According to the CDC, a large aspect of health is accredited to social determinants, which are the economic and social conditions that influence the health of communities and people. Examples of social determinants include early childhood development, quality of education, job security, food security, access and quality of health services, adequate housing, social support, language and literacy, incarceration, access to technology, and many more. Many of these factors have inherent racial implications through the history of structural and institutionalized racism within the United States; one such example of historical influence were the Jim Crow laws from the early 19th century that established barriers toward job security, housing, and equitable education. What this means is that many of the statistical disparities we see are not necessarily genetically tied to different races, but rather are the cumulative effects of sociopolitical inequalities.

Even more concerning are the racial and ethnic health disparities that relate to the psychological stressors of experiencing racial discrimination. Namely, ‘mixed race’ children with a Black mother and a White father have higher rates of low birth weight than children with a White mother and a Black father (Tashiro, 2020). This outcome is attributed to the psychosocial stressors of racism that Black mothers experience and pass down through epigenetics, the study of changes in gene expression through environmental exposures. There are numerous ways in which racial/ethnic minorities experience racism--these include systemic and institutionalized racism as well as direct, face-to-face discrimination such as racial slurs, unfair treatment, and violence. Exposure to racial discrimination has been proven to be associated with poor physical health, substance abuse, and mental illness (Tashiro, 2020), and there are a variety of health issues related to direct experiences with racism. Some of these include elevated blood pressure, abdominal obesity, breast cancer, heart disease, premature death, increased anxiety and depressive symptoms, and elevated stress hormones in teenagers (Tashiro, 2020). It is also important to note that although there is no biological basis for race, the impacts of racism in healthcare are apparent and serve to emphasize the importance of continuing to acknowledge and mitigate health inequities. Without these conversations, how do we ethically contribute to and work towards a system that disproportionately disadvantages entire communities?

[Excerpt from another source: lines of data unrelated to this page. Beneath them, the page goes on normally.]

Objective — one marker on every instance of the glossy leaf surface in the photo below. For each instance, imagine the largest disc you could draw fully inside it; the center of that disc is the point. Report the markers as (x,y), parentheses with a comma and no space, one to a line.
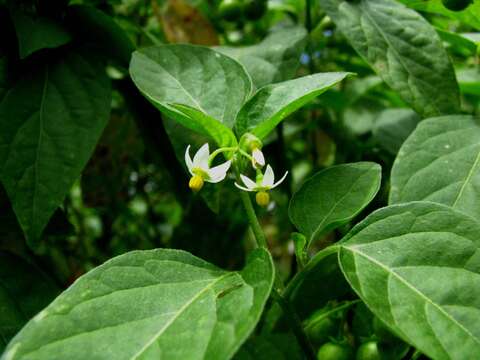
(416,266)
(440,162)
(333,196)
(403,48)
(148,305)
(51,120)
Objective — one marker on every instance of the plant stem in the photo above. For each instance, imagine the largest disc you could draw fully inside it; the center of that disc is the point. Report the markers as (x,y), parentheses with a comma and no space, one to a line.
(290,314)
(252,219)
(295,324)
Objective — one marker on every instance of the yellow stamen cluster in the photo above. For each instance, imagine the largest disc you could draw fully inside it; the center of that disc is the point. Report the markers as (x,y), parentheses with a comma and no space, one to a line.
(196,183)
(262,198)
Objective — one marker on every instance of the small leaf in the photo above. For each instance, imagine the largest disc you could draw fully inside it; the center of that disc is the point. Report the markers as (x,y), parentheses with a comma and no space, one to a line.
(274,59)
(24,291)
(37,32)
(196,86)
(440,162)
(100,29)
(333,196)
(51,120)
(273,103)
(403,48)
(149,305)
(416,266)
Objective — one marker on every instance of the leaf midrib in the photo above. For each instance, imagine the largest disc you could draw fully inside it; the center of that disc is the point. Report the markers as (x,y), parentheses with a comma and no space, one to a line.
(175,317)
(415,290)
(367,14)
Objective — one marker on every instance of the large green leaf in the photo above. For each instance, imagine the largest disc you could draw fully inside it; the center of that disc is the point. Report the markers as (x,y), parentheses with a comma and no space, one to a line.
(393,126)
(333,197)
(273,103)
(37,32)
(206,87)
(268,347)
(153,304)
(440,162)
(274,59)
(51,120)
(416,266)
(99,28)
(470,16)
(403,48)
(24,291)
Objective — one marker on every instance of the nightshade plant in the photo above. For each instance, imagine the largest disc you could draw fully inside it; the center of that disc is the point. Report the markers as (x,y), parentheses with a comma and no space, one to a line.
(366,245)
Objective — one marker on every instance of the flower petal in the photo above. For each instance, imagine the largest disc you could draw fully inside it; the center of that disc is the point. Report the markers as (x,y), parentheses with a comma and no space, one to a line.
(219,172)
(242,188)
(268,177)
(188,160)
(258,157)
(200,159)
(280,181)
(248,182)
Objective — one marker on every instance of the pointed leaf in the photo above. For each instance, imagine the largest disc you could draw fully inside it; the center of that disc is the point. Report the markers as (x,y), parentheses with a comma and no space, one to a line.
(273,103)
(333,196)
(24,291)
(416,266)
(195,77)
(51,120)
(440,162)
(403,48)
(149,305)
(274,59)
(37,32)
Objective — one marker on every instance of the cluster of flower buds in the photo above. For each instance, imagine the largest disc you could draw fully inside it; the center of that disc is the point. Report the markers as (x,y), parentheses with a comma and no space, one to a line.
(250,147)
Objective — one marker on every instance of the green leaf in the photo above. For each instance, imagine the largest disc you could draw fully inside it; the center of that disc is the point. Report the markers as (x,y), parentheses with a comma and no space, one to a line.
(51,120)
(3,75)
(469,16)
(152,304)
(333,196)
(273,103)
(469,81)
(97,27)
(416,266)
(440,162)
(403,48)
(462,42)
(271,346)
(196,86)
(24,291)
(274,59)
(37,32)
(393,126)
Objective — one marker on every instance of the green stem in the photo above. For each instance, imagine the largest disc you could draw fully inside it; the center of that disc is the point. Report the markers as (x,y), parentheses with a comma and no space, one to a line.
(252,219)
(219,151)
(292,317)
(295,324)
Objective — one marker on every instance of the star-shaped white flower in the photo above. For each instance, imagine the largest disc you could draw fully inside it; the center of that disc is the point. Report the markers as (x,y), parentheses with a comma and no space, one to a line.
(262,186)
(267,182)
(200,169)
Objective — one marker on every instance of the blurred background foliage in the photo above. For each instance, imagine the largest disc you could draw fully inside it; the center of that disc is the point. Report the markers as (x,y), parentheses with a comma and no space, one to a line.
(133,193)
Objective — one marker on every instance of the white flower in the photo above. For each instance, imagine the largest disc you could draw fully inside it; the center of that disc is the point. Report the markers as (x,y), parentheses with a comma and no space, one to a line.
(265,184)
(200,169)
(262,186)
(257,158)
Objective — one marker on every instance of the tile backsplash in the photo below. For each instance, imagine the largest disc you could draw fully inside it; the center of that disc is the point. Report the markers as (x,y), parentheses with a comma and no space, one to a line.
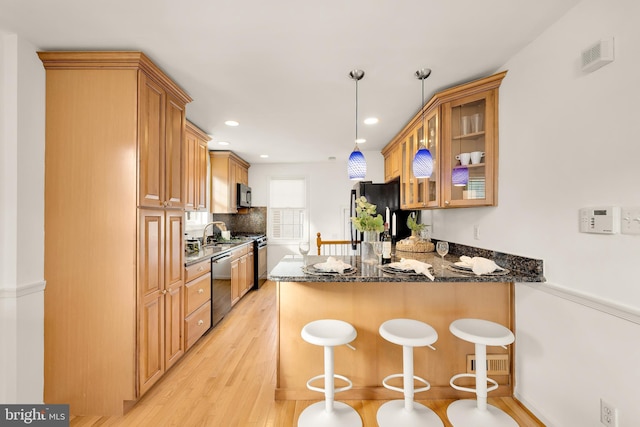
(254,221)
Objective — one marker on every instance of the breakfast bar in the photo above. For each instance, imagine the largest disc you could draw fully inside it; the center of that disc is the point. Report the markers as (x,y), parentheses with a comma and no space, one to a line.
(368,295)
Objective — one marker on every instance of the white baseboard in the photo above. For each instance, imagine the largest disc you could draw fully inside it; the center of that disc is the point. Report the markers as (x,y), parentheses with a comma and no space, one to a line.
(609,307)
(534,410)
(22,290)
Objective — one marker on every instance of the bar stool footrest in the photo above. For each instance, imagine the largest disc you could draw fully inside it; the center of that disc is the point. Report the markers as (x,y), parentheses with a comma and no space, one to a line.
(401,390)
(335,390)
(469,389)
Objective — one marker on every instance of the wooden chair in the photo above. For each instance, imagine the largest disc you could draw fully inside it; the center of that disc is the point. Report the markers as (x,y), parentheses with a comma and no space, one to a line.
(335,247)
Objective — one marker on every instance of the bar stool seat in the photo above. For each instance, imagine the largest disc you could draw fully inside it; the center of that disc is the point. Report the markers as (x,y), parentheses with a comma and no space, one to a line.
(477,413)
(329,333)
(408,333)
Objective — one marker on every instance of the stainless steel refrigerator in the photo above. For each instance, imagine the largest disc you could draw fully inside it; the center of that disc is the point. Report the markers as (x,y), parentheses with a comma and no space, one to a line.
(383,196)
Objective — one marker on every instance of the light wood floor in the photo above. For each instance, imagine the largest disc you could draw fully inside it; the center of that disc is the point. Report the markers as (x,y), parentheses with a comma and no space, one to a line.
(228,378)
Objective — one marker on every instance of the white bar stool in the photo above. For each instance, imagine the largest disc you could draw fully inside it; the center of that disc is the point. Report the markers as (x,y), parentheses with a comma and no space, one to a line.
(329,333)
(408,333)
(468,412)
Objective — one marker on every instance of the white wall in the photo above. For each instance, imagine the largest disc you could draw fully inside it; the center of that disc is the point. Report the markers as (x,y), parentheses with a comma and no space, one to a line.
(22,80)
(569,140)
(328,194)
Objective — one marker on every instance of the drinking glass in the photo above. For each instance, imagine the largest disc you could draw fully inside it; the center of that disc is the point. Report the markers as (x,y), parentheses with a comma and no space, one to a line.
(303,247)
(442,248)
(377,250)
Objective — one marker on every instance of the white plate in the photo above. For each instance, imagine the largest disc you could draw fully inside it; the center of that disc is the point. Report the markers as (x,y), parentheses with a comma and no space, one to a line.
(322,266)
(399,266)
(462,265)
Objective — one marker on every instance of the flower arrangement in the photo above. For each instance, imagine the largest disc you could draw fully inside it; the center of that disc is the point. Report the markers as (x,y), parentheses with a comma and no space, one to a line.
(366,218)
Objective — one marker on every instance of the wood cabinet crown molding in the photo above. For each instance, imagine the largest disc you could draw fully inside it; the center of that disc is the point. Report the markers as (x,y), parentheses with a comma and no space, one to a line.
(116,60)
(446,95)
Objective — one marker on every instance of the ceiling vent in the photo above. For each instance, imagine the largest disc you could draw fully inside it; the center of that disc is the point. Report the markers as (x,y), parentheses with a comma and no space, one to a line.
(597,55)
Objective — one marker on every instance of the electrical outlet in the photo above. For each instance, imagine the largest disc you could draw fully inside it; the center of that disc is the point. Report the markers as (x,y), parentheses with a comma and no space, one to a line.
(608,414)
(476,232)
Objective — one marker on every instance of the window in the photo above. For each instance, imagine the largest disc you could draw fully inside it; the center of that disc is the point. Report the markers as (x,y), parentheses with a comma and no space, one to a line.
(288,208)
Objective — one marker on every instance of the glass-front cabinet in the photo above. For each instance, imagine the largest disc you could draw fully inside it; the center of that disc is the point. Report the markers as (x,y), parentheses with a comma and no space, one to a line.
(461,132)
(470,141)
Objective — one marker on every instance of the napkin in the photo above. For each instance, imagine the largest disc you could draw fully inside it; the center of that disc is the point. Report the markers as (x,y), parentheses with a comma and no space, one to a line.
(333,264)
(479,265)
(417,266)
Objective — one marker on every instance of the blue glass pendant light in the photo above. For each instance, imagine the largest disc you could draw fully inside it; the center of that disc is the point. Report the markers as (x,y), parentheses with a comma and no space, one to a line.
(357,165)
(460,176)
(423,161)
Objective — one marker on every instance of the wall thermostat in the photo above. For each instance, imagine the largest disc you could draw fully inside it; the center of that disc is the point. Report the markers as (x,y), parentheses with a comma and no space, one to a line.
(601,220)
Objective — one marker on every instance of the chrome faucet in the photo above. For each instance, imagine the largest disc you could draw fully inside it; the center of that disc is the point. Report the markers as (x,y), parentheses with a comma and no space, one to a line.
(221,225)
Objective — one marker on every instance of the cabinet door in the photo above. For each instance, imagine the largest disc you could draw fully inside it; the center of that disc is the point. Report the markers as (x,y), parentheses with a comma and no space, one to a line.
(174,288)
(470,139)
(151,137)
(175,124)
(151,362)
(190,170)
(201,174)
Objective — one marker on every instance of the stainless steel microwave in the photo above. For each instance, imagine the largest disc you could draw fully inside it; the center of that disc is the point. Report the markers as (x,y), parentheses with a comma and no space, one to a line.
(244,196)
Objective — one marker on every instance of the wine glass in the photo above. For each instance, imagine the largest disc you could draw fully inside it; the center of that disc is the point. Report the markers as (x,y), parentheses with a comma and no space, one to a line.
(442,248)
(303,247)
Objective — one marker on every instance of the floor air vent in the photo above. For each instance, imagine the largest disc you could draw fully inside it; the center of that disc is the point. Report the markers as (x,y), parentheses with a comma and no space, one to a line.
(497,364)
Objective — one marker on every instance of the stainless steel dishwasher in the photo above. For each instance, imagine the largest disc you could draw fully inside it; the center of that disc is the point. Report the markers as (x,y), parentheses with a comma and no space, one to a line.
(220,286)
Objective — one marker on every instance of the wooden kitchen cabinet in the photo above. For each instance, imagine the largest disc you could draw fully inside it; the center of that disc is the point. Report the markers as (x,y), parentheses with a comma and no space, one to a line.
(196,159)
(392,162)
(114,308)
(162,124)
(197,303)
(448,119)
(227,170)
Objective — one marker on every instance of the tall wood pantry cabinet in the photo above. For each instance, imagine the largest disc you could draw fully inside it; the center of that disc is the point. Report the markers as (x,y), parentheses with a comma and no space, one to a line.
(197,157)
(114,212)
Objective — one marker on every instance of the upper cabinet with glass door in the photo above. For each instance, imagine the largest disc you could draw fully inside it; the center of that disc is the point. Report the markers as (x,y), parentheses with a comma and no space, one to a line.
(470,144)
(462,135)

Ultimately, as many of us continue on in our education in health care, it is important that we address the social factors that have led to the inequities we see in the medical field today. As much as O-Chem and genetics are valuable knowledge for pre-health students to master, we can’t leave behind the important social factors that shape how patients experience and perceive health.

As much as I would love to stay in the bubble of my childhood fantasies about medicine, the reality of these ingrained problems serves as a reminder to all of us of the work that needs be done to create a system of accessible and quality health care for all people regardless of their race, ethnicity, or socioeconomic status.





References:

Crowley, Ryan. “Racial and Ethnic Disparities in Health Care.” Racial and Ethnic Disparities in

Health Care, Updated 2010, American College of Physicians, 2010,

www.acponline.org/acp_policy/policies/racial_ethnic_disparities_2010.pdf.

“Frequently Asked Questions.” Centers for Disease Control and Prevention, Centers for Disease

Control and Prevention, 19 Dec. 2019, www.cdc.gov/nchhstp/socialdeterminants/faq.html.

Sciences, National Academies of, et al. “The State of Health Disparities in the United States.”

Communities in Action: Pathways to Health Equity., U.S. National Library of Medicine,

11 Jan. 2017, www.ncbi.nlm.nih.gov/books/NBK425844/.

Tashiro, Cathy J. “Race, Racism, Ancestry and Health: Implications for Mixed Race People.”

Global "Mixed Race" Studies. 15 Sept. 2020.